La Norvège doublera la production de bioénergie d’ici 2020 en utilisant ses vastes forêts de pins et cherchera à devenir un grand exportateur d’énergies renouvelables pour diversifier sa production concentrée actuellement sur le pétrole et le gaz, d’après un communiqué du gouvernement.
La bioénergie résulte du processus de valorisation énergétique de la biomasse, lorsque celle-ci est utilisée comme combustible pour produire de la chaleur ou de l'électricité.
« Cette alchimie est à son meilleur niveau » a déclaré le Ministre du Pétrole et de l’énergie de la Norvège Aaslaug Haga à propos du projet de transformer les forêts en de « l’or vert » d’après ses propres mots.
Ce schéma aidera également la Norvège à atteindre ses objectifs de réduction des émissions de gaz à effet de serre.
La Norvège, cinquième exportateur mondial de pétrole, doublera sa production de bioénergie dérivée du bois, d’autres matières industrielles et des déchets agricoles, pour atteindre un total de bioénergies de 28 terawatt heures (TWh) par an.
L’augmentation de 14 TWh est l’équivalent de l’utilisation totale d’énergie par la ville d’Oslo soit environ un dixième de la production annuelle d’électricité de la Norvège.
« Nous voulons être un exportateur considérable d’énergies renouvelables » a déclaré Aaslaug Haga lors d’une conférence de presse à propos du projet du gouvernement travailliste.
La multiplication par deux de la production de bioénergies, et l’incitation à la production supplémentaire des petites centrales hydroélectriques et des fermes éoliennes aideront la Norvège à devenir un exportateur d’énergies renouvelables.
« Nous sommes actuellement dans une situation où nous importons de l’électricité dans une année normale » a-t-elle déclaré.
L’augmentation de la production de bioénergies passerait largement par une meilleure exploitation des forêts qui couvrent 38% du territoire de la Norvège, plutôt que par de nouvelles plantations.

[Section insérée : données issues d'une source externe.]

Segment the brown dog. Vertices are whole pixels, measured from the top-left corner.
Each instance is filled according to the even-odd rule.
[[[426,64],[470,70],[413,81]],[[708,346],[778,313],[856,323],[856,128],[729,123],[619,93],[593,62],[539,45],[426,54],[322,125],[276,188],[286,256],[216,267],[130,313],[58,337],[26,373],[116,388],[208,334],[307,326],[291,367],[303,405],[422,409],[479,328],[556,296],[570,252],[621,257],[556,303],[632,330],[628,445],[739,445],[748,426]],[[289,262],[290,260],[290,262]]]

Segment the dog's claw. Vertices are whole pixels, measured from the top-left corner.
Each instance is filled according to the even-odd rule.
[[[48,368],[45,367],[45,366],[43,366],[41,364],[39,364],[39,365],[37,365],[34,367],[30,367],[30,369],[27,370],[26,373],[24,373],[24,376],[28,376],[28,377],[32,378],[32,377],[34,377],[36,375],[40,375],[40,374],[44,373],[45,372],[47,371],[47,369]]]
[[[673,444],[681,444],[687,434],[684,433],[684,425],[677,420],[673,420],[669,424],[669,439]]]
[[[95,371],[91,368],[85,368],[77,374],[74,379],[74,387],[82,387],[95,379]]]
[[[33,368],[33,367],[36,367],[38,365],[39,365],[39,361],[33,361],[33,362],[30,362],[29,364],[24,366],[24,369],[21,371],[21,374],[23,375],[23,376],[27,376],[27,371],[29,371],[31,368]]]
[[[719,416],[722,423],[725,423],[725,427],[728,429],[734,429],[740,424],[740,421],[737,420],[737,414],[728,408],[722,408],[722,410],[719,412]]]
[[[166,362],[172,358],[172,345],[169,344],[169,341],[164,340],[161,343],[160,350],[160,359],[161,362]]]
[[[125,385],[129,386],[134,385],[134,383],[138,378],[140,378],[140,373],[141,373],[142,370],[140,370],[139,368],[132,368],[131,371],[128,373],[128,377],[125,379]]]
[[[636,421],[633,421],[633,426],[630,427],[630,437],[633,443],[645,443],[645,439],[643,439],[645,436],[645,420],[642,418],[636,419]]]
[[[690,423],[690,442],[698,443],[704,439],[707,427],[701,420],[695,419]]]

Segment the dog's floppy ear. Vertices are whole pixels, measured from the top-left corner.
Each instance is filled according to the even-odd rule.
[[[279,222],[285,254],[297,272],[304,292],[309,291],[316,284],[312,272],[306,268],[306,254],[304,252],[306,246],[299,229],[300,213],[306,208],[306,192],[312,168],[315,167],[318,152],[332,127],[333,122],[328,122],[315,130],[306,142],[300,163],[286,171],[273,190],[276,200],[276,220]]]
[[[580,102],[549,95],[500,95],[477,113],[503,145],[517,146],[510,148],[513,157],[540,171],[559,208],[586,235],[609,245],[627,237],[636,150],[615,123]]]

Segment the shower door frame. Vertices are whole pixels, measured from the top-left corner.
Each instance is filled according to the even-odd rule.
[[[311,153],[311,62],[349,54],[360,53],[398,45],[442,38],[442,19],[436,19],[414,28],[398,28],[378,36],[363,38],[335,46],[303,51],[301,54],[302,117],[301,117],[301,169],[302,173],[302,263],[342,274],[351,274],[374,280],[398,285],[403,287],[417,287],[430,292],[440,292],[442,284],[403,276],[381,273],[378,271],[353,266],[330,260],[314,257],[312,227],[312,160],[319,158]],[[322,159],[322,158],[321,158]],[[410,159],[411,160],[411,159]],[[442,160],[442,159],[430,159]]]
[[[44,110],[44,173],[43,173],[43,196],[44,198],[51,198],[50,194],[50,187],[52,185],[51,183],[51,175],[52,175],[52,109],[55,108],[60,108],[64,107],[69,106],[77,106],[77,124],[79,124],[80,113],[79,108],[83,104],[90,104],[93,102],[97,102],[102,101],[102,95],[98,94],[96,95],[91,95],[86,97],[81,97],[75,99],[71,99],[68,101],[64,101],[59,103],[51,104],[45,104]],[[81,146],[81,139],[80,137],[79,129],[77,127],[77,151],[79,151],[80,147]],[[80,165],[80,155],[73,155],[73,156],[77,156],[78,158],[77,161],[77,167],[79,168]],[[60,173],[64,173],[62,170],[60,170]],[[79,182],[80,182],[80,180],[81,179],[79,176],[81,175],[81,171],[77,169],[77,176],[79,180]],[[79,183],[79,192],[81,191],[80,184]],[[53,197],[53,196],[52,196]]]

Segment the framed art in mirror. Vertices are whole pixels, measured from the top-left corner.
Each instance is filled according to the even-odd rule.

La Norvège ne laissera pas cette production supplémentaire de bioénergies rivaliser avec les activités agricoles –une crainte dans certains pays où la production d’énergie empiète sur les terres agricoles. Seulement 3% des terres froides et montagneuses de la Norvège sont cultivables.
« Les forêts ont de loin le plus grand potentiel du pays sans avoir à empiéter sur la production agricole » a déclaré le Ministre de l’Agriculture, Terje Riis-Johansen.
Il a ajouté que les foyers et les entreprises devraient être incités à brûler plus de bois pour se chauffer par exemple, et éviter ainsi de se servir de chauffage à pétrole ou de l’électricité pour le chauffage. L’électricité est principalement générée à partir de l’hydroélectricité en Norvège.
Le gouvernement de la Norvège augmentera les subventions pour la bioénergie, accélérera la recherche et imposera d’autres mesures telles que l’interdiction d’installations de chauffage à mazout dans les nouveaux bâtiments dès 2009.
Terje Riis-Johansen a indiqué que ce projet pourrait créer des centaines d’emplois et qu’il pourrait permettre d’économiser trois millions de tonnes d’émissions de gaz à effet de serre par an.